Two points stood out for me, in the second and third video.
In the second video, J.J. claims that in order to have trust, organizations must have aligned values. He goes on to say that Tata will walk away from a bad deal.
In the third, he claims that companies have a sort of obligation to contribute to the communities in which they operate. To use his analogy, you can’t have a tree sprouting up in a desert — so Tata needs to go give back some financial capital periodically. According to J.J., every time they have done this, it has paid dividends. (For example, helping to fund a local school, thus making the pool of qualified applicants larger, making it easier to hire and, since you have the people faster, easier to get things done. That’s my words, not his.)
I happen to agree with both of these. Back home in West Michigan, we have a company named Bissel that makes vaccum cleaners. A few years ago, they decided that, in order to survive, they needed to sell the plants, lay off the line workers, and move manufacturing to Mexico. It is … sad.
It’s easy to be critical of Bissel, but let’s face it — Bissel lasted ten years longer than General Motors did in Flint, and twenty years longer than most of the American Textile Industry.
I can understand having to make tough decisions like that, and I don’t mean to minimize it.
They tried.
But I keep thinking about that tree trying to grow in the desert.
Something’s happening in the American Economy. Something fundamental.
Have you noticed what the economists are saying about a recovery? That it will be twelve to eighteen months, that we’ll have growth, but that it will be slow?

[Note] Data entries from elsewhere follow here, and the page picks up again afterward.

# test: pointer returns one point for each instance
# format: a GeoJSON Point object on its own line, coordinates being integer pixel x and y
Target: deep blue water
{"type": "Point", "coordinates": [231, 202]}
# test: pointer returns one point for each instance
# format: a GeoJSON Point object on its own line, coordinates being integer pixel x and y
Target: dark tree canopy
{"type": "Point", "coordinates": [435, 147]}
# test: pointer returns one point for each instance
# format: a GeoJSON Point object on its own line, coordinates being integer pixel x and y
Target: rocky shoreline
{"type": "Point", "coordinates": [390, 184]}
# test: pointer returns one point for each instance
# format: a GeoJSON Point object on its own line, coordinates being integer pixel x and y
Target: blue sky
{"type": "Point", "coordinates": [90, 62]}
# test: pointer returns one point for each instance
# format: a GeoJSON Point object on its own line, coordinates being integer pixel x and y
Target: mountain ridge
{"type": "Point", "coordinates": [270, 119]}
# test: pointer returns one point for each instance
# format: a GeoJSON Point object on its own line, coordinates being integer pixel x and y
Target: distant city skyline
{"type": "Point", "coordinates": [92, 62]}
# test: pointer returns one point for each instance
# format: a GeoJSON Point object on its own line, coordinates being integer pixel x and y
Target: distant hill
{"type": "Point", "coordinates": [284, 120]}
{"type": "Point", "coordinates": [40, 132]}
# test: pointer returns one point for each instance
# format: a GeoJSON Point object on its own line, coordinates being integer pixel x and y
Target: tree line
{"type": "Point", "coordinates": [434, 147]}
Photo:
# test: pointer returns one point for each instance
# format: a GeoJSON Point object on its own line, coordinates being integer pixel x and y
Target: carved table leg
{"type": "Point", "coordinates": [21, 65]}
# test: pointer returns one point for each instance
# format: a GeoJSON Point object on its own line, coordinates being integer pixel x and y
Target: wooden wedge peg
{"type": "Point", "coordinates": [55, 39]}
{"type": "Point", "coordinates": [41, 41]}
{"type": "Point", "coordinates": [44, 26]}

Have you noticed that those are the same things they were saying in 2010?
And 2009?
And 2008, when we had the last “crisis?”
It’s pretty simple math. Companies keep growing through mergers and acquisitions.
Every time you have a merger, the acquiring company now has two IT department, two HR departments, two legal departments, two data centers, two finance departments …
When the company merges the departments, it will find duplication. Remove the duplication, have the sales folks share customer lists, cross-sell products, and, boom, mo’ money.
The only problem is all the laid off people.
This isn’t a cyclical problem. It is a systemic problem.
Getting executives to sit down and talk about trust and long-term consequences might not solve it, but hey, it’s a start.